Life was lonely and isolated, illuminated by the weekly motorcycle ride south through the jungle, out onto the main road, across the causeway, and into Changi for a convivial evening at the planters’ club. His estate consisted of a huge tract of rubber trees set in parallel rows and surrounded by jungle, which was home to tigers, black panthers, and the much-feared hamadryad, or king cobra. There was no car, because the track to the main road ten miles through the jungle was a narrow, winding line of red laterite and gravel, so he rode a motorcycle.
And there was the village in which the labor force of Chinese tappers lived with their wives and families. And as in any village there were a few craftsmen—a butcher, a baker, a blacksmith, and so forth.
He stuck it out for four years until it became plain there was little e
nough future in it. Rubber had slumped on the market. European rearmament had not yet started, but the new synthetics were taking more and more market share. The planters were asked to take a 20 percent salary cut as a condition of continued employment. For the bachelors, the choice was either to send for their fiancées to come and join them, or to go home to England. By 1935, he was havering between the two when something happened.
One night his houseboy roused him with a request.
“Tuan, the village carpenter is outside. He begs to see you.”
The routine was usually rise at five, tour the estate for two hours, then the morning reception when he would sit on the veranda and hear any petitions, complaints, or adjudications in quarrels. Because of the early rise, he turned in at nine p.m., and this request was after ten o’clock. He was about to say “In the morning” when it occurred to him that if it could not wait, it might be serious.
“Bring him in,” he said. The houseboy demurred.
“He will not come, tuan. He is not worthy.”
My father rose, opened the screen door, and went out to the veranda. Outside, the tropical night was like warm velvet and the mosquitoes were voracious. Standing in a pool of light below the veranda was the village carpenter, a Japanese, the only one in the village. My father knew he had a wife and child and they never mixed with anyone. The man bowed deeply.
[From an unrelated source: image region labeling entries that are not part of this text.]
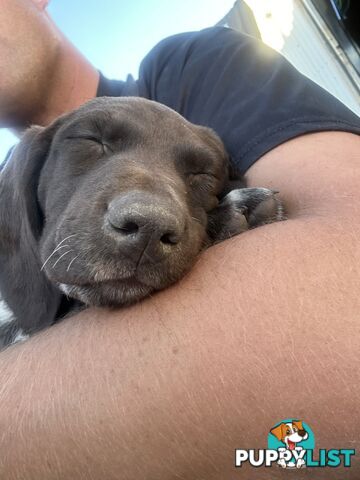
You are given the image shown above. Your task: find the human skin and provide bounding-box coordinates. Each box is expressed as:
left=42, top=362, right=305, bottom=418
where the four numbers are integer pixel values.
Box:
left=0, top=132, right=360, bottom=480
left=0, top=0, right=99, bottom=131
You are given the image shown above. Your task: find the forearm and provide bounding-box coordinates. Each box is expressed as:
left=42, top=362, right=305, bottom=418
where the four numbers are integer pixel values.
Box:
left=0, top=133, right=360, bottom=480
left=0, top=0, right=99, bottom=134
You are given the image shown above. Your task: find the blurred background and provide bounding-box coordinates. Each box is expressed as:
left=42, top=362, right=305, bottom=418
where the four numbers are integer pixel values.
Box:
left=0, top=0, right=234, bottom=163
left=0, top=0, right=360, bottom=163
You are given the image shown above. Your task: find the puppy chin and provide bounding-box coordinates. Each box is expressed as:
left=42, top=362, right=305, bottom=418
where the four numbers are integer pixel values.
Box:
left=59, top=280, right=154, bottom=307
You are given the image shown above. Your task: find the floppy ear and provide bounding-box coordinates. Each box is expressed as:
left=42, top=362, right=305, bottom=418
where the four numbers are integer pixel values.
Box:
left=293, top=420, right=304, bottom=430
left=270, top=423, right=283, bottom=440
left=0, top=122, right=61, bottom=333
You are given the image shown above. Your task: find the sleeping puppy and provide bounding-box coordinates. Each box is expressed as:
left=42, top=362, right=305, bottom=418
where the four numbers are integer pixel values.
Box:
left=0, top=97, right=282, bottom=344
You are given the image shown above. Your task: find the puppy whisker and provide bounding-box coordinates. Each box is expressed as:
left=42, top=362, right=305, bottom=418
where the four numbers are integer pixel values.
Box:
left=40, top=233, right=77, bottom=272
left=66, top=253, right=80, bottom=272
left=52, top=250, right=74, bottom=268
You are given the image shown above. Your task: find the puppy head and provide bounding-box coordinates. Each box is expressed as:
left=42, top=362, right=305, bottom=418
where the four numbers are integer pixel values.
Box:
left=270, top=420, right=308, bottom=449
left=0, top=98, right=228, bottom=328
“It is my son, tuan. The boy is very ill. I fear for him.”
Dad called for lanterns and they went to the village. The child was about ten and racked with pain from his stomach. His mother, with an agonized face, crouched in the corner.
My father was no doctor, not even a paramedic, but a compulsory course of first aid and a clutch of medical textbooks gave him enough knowledge to recognize acute appendicitis. It was pitch-black and closing on midnight. Changi General Hospital was eighty miles away, but he knew that if appendicitis turned to peritonitis, it would kill.
He ordered his motorcycle brought out, fully fueled. The father used his wife’s broad sash, the obi, to fasten the child on the pillion, tied to my father’s back, and he set off. He told me later it was a hellish journey, for all the predators hunt at night. It was nearly an hour down the rutted track to the main road, then due south for the causeway.